Providing the breeders’ equation holds over several generations, the cumulative response to $m$ generations of selection is just
$$R^{(m)}=\sum_{t=1}^{m} R(t)=\sum_{t=1}^{m} \mathbf{G}(t) \beta(t) .$$
In particular, if the genetic covariance matrix remains constant, then
$$R^{(m)}=\mathbf{G}\left(\sum_{t=1}^{m} \beta(t)\right)$$Hence, if we observe a total response to selection of $\mathbf{R}{\text {total }}$, then we can estimate the cumulative selection differential as $$\beta{\text {wotal }}=\sum \beta(t)=\mathbf{G}^{-1} \mathbf{R}_{\text {wotal }} \text {. }$$

## MA3066/STAT 505/STAT 530/EXST 7037/STAT 450/550/STA3200/MATH5855 COURSE NOTES ：

If one has access to a sample of generation means (as opposed to a starting and end points), then notes that a more powerful test can be obtained (from the theory of random walks) by considering $\Delta \mu^{}$, the largest absolute deviation from the starting mean anywhere along the series of $t$ generation means.

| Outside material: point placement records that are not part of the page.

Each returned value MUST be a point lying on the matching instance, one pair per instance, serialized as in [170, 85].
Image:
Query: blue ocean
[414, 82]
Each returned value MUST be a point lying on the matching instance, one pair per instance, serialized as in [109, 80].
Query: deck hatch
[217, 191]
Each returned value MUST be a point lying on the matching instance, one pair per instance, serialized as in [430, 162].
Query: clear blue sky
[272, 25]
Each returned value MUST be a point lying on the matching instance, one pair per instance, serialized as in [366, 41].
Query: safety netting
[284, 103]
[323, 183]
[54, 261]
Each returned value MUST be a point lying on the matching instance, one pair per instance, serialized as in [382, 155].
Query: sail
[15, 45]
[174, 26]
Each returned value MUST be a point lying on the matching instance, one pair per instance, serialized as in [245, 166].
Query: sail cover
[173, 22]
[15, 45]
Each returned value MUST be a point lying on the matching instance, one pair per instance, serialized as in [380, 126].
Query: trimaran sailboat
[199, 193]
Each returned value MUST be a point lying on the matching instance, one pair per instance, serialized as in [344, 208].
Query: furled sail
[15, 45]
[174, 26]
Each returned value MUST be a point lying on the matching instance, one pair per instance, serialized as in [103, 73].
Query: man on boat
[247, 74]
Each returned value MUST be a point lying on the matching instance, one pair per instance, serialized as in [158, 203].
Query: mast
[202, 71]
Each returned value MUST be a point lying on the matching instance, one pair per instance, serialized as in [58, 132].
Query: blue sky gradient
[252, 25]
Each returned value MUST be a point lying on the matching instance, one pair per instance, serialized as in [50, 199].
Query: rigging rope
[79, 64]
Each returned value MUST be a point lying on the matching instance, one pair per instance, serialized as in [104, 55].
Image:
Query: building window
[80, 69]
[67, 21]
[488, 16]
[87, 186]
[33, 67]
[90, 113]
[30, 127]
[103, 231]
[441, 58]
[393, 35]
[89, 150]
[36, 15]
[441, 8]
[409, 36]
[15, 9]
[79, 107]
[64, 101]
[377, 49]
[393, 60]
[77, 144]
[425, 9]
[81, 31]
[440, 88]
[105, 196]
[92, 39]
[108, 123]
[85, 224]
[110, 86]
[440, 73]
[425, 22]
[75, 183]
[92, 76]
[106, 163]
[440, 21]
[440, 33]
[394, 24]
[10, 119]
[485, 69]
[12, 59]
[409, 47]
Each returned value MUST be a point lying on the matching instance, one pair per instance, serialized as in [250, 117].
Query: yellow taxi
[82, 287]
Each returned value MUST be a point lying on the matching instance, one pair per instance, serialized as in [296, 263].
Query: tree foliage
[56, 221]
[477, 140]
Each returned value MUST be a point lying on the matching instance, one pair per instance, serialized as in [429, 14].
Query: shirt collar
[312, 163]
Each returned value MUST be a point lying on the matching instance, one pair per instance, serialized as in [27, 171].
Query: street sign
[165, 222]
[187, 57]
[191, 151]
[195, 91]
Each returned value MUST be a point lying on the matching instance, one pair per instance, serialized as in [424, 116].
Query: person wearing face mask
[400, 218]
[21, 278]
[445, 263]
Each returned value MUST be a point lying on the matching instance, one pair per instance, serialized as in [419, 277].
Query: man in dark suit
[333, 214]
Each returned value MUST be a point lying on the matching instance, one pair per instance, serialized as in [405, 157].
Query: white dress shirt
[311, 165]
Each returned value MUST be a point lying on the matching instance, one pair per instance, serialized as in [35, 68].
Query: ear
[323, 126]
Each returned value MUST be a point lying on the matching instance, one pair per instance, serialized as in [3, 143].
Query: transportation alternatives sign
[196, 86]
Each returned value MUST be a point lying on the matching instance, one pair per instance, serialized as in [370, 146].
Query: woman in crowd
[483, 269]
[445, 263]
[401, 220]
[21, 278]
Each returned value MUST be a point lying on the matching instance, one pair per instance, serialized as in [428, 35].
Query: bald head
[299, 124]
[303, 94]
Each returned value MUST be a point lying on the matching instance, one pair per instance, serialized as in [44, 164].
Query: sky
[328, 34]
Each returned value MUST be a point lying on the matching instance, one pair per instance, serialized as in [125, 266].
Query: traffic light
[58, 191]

Here, the rate of evolution is too fast for drift if $$\sigma_{m}^{2}<\frac{\left(\Delta \mu^{}\right)^{2}}{2 t(2.50)^{2}}=0.080 \frac{\left(\Delta \mu^{}\right)^{2}}{t}$$ while it is too slow for drift when $$\sigma_{m}^{2}>\frac{\left(\Delta \mu^{}\right)^{2}}{2 t(0.56)^{2}}=1.59 \frac{\left(\Delta \mu^{*}\right)^{2}}{t} .$$
Note by comparison with that the tests for too fast a divergence are very similar, while Bookstein’s test for too slow a divergence (a potential signature of stabilizing selection) is much less stringent than the Turelli-Gillespie-Lande test.